Immutability is also something you can model in the type system (not currently in Typescript, but it is possible in other languages).

That said, immutability by itself won't save you from passing the wrong shape of immutable object into a function, just as validating the shape of the argument passed and the argument expected against each other won't help if there are other assumptions being made by the code (such as that the object cannot be mutated). As one of the parent comments pointed out, types are proofs. Not everything can be proved to a compiler, but (assuming a bug-free compiler) everything which can be proved to a compiler does not need any additional tests. Things which cannot be proved to a compiler will need tests, of course.


> Yes, but what about mutating objects/primitives in a way that causes all validations to pass but still be passing the wrong data? > What is the advantage of strong types if your data structures are immutable? Is there any? I'm genuinely trying to understand if TS is just for cases where uncontrolled mutation is the norm and test coverage is poor.

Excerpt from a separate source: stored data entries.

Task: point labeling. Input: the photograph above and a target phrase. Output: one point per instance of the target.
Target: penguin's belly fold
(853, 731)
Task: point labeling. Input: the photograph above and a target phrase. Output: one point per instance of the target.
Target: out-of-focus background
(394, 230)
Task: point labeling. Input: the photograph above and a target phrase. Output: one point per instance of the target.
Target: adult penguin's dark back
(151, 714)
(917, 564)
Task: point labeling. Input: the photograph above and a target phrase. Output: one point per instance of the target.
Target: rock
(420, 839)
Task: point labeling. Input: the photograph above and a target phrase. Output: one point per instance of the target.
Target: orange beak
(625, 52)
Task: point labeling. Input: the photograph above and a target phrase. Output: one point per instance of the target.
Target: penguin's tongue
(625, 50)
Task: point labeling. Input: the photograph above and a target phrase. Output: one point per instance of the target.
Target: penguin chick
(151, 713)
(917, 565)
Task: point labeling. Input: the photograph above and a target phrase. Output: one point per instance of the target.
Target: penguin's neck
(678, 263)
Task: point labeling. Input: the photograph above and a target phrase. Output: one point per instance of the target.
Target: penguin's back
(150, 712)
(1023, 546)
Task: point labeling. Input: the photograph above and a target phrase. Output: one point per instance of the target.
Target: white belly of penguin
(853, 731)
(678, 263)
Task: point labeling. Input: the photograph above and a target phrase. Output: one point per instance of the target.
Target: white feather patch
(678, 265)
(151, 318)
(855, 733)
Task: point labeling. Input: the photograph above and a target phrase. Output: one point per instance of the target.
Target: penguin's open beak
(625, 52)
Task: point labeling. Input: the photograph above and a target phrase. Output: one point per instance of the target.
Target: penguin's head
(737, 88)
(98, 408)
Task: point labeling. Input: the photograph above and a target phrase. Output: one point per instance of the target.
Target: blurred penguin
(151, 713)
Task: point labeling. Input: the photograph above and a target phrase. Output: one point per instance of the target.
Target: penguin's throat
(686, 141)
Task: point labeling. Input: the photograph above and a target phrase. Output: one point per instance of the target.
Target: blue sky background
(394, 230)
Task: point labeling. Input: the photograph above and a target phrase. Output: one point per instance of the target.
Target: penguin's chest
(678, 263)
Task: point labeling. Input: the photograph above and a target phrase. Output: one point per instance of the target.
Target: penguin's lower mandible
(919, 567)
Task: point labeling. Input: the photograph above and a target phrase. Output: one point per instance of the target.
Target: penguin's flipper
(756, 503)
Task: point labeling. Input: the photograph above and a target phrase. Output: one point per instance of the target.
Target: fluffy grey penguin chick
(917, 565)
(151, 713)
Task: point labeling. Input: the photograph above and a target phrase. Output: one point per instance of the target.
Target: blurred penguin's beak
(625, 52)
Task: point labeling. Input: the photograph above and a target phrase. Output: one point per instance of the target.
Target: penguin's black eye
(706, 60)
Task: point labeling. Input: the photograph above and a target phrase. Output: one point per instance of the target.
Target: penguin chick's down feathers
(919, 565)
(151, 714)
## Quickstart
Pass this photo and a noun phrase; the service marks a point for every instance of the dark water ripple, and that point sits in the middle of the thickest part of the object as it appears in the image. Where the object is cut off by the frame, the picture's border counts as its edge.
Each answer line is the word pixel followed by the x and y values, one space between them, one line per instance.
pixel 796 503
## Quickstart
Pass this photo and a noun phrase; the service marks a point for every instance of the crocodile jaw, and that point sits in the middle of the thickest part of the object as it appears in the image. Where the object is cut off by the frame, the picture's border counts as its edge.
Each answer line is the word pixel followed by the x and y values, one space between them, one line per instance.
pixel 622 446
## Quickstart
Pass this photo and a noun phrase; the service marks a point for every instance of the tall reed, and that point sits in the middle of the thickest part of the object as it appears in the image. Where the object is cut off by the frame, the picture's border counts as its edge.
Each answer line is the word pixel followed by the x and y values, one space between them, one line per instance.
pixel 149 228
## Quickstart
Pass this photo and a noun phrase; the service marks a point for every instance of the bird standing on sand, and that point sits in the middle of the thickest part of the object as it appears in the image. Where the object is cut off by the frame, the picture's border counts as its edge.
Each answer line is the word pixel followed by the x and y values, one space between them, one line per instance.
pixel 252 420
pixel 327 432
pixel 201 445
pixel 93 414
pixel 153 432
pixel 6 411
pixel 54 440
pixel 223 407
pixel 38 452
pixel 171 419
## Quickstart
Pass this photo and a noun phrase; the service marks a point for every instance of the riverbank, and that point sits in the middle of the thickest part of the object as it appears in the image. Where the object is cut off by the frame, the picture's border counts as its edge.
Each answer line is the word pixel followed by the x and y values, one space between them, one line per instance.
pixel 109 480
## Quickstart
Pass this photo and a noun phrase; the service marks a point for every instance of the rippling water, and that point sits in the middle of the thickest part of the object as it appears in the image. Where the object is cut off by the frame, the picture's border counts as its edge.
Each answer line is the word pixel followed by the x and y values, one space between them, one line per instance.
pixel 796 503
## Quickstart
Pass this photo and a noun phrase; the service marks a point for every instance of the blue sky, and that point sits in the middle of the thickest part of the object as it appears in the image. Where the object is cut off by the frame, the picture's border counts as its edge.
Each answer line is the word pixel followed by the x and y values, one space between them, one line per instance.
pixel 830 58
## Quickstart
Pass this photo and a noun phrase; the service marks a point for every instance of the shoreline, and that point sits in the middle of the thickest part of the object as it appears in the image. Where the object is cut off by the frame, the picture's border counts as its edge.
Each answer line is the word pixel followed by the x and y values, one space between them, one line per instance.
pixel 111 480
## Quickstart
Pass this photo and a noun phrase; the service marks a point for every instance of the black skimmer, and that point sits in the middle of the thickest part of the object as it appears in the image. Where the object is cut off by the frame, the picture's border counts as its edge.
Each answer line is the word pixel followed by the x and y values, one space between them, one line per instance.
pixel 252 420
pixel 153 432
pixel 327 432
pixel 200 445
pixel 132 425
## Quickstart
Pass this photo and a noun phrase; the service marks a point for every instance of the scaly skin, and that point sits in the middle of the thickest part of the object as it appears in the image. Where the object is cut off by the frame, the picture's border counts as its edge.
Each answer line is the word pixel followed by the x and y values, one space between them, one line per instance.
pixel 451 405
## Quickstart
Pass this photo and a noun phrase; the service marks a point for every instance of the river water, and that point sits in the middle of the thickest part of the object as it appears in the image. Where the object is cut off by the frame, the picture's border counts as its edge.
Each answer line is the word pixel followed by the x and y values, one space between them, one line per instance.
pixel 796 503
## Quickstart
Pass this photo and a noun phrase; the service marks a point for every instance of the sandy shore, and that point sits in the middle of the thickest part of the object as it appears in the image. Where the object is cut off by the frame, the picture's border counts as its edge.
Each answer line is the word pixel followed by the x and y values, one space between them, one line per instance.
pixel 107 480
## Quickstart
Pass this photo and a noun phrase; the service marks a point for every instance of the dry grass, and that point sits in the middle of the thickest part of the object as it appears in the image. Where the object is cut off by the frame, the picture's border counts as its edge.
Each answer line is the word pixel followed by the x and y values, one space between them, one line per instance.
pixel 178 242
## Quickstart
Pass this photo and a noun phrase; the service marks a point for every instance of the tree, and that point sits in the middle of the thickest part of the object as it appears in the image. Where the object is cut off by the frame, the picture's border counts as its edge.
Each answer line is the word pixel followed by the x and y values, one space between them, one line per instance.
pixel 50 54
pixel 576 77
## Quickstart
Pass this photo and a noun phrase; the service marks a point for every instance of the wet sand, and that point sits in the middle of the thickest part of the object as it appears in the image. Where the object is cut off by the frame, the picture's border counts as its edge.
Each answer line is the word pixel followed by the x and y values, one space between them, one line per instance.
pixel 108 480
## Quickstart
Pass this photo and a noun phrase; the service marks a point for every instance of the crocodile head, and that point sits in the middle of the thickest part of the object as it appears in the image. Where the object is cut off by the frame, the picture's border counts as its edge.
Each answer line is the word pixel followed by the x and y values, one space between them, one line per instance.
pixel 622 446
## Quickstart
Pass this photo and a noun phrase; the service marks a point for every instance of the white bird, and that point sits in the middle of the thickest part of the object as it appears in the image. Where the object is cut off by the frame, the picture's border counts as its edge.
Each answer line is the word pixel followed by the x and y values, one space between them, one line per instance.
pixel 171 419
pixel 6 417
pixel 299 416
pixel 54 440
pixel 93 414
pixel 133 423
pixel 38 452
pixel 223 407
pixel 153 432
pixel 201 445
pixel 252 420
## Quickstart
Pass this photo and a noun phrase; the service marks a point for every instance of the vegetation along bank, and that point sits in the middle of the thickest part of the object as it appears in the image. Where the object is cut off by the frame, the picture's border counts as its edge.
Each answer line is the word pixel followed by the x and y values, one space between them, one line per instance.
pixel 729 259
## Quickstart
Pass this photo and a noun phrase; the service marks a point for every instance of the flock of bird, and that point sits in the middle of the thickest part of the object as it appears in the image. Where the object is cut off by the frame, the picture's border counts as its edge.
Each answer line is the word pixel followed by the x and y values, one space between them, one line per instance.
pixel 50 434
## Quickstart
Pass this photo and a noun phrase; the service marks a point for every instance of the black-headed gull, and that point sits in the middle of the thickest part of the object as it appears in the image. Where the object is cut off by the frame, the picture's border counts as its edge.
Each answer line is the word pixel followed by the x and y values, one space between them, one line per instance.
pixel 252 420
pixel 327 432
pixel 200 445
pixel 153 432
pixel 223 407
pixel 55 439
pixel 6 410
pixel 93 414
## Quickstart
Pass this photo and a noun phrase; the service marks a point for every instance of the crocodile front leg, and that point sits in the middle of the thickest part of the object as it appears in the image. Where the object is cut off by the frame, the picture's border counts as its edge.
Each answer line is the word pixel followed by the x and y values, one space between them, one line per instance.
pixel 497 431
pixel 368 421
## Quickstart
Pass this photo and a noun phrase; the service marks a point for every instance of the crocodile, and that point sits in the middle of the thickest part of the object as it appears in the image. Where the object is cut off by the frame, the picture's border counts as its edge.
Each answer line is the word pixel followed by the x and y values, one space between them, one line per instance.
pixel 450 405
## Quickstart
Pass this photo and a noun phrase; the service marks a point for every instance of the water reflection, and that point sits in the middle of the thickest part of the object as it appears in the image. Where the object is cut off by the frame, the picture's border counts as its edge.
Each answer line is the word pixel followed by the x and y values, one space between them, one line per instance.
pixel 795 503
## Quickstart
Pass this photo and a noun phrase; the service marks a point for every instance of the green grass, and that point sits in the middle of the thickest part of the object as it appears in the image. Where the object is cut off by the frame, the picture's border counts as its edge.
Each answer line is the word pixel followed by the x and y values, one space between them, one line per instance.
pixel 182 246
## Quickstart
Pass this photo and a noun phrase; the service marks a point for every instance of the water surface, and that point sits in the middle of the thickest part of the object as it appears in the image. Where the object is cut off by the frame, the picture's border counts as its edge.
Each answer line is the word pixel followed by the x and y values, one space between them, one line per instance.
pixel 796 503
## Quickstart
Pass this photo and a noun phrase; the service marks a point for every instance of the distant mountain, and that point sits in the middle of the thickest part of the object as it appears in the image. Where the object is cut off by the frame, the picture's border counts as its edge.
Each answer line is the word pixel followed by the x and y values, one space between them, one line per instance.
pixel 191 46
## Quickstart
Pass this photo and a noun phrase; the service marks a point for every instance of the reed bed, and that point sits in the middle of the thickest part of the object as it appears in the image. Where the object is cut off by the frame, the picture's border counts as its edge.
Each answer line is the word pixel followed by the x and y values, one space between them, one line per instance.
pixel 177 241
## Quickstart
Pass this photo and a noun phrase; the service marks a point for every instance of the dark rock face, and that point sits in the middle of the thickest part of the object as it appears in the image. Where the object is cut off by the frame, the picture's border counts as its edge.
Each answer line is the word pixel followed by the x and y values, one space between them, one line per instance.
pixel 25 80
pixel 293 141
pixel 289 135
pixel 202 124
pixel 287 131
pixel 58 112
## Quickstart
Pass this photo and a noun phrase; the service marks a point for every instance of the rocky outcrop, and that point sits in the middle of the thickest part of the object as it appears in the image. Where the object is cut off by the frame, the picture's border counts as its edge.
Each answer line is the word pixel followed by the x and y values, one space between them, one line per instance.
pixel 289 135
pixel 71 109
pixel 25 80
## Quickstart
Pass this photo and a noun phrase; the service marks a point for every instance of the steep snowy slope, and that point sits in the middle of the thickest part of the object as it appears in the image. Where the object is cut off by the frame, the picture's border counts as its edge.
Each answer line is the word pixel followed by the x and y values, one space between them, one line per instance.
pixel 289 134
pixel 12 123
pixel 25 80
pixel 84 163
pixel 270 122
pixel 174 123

Can you give an example? I'm not following what you mean. Why would strong types be less useful if your data structures are immutable? OCaml mostly uses immutable data structures for example but its strong type system is fundamental to why it can be used to write such robust code.

Typescript has a stronger type system than JavaScript so Typescript can therefore capture more program properties statically compared to JavaScript whether you're using mutable data structures or not.